Iraq seeks Arab help to push Turkish troops out
The Kurdistan Workers' Party (PKK) said Thursday that one of its commanders had also been killed in the strike, saying the drone had targeted a meeting between its fighters and Iraqi border guards.
On Wednesday the Iraqi foreign ministry, for the third time, summoned Turkey's envoy to Baghdad to protest against the strike, which it denounced as a "flagrant aggression" and a violation of its sovereignty.
On Thursday, Foreign Minister Fuad Hussein said he had contacted his Egyptian, Jordanian, Saudi and Kuwaiti counterparts as well as the Arab League to seek their diplomatic support in confronting Ankara.
Turkey in mid-June launched a cross-border operation against the PKK, blacklisted as a terrorist group by Ankara and its Western allies.

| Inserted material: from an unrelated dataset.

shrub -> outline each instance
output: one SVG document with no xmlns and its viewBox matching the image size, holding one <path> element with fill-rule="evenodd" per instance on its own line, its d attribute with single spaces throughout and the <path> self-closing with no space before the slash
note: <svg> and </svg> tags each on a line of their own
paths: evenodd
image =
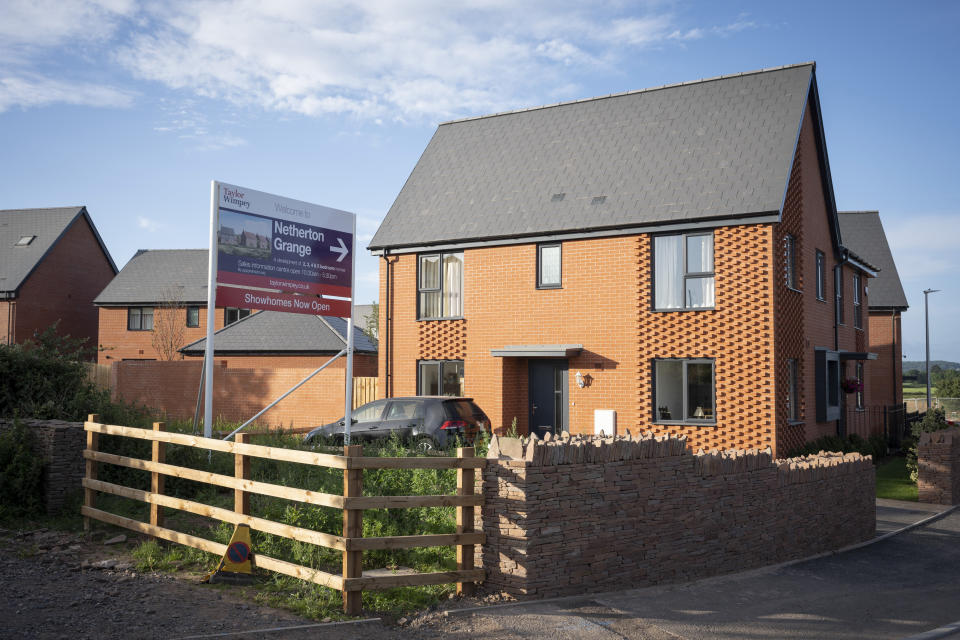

The PKK has waged an insurgency against Ankara since 1984 and has long used the rugged terrain of northern Iraq as a rear base to wage attacks on Turkey.
Over the past 25 years Turkey has set up a dozen military positions inside Iraqi territory to fight the PKK.

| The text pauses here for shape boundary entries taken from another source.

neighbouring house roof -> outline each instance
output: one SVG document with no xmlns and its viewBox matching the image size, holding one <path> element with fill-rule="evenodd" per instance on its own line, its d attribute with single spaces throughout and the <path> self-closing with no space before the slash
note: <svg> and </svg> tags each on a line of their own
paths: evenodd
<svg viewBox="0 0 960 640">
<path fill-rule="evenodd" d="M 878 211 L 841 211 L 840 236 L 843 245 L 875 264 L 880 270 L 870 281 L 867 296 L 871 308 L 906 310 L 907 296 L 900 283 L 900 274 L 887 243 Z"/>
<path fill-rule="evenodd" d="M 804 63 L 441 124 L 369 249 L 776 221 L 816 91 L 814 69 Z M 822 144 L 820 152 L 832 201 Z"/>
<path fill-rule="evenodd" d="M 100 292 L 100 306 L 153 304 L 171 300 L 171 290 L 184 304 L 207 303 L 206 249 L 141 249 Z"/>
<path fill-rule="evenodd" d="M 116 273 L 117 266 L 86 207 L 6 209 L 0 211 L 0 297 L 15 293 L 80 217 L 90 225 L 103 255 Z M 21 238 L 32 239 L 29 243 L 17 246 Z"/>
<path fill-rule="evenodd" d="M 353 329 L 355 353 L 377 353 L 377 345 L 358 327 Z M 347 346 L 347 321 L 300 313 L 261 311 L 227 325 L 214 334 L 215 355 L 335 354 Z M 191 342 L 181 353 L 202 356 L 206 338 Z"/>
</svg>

On Thursday Turkey's ambassador to Baghdad Fatih Yildiz issued a statement accusing Iraq of "turning a blind eye to the presence of PKK terrorists on its soil".
Kurdish sources say efforts to persuade Turkey to withdraw its forces will not be easy, as Ankara is determined to stay put.

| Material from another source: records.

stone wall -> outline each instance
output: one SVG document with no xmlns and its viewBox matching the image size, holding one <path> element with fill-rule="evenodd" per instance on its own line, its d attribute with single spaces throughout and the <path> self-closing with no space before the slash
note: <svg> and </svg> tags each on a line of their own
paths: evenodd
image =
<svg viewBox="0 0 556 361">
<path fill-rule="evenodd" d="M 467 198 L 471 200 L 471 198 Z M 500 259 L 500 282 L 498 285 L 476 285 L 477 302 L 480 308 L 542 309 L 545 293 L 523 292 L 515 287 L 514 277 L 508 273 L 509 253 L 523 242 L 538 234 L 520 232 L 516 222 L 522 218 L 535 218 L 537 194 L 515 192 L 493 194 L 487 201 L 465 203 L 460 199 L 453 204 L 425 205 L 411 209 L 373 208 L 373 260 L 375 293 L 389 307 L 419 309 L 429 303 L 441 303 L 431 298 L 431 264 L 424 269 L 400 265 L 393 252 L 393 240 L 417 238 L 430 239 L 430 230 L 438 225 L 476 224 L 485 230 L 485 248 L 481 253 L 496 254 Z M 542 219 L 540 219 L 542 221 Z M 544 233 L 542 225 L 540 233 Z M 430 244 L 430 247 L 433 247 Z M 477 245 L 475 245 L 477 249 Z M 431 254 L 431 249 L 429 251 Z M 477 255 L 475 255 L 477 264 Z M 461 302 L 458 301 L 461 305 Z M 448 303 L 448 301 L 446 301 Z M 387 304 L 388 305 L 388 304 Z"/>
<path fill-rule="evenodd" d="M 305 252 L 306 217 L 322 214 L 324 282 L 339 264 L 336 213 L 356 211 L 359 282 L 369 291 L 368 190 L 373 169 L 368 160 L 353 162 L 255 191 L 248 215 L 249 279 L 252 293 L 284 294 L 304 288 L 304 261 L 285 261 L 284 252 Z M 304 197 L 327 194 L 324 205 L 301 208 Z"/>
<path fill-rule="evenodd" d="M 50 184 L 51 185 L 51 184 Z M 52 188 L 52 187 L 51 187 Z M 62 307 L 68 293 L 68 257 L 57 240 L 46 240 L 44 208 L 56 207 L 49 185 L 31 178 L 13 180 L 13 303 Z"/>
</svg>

Authorities in the autonomous Kurdish region, dominated by the Democratic Party of Kurdistan (KDP), see the PKK as rivals but have never been able to uproot them from their northern Iraqi bases.
At least five civilians have been killed in northern Iraq since the start of the latest Turkish campaign, according to local officials. Ankara has reported the death of two of its soldiers, and the PKK and its allies the deaths of 10 fighters and supporters.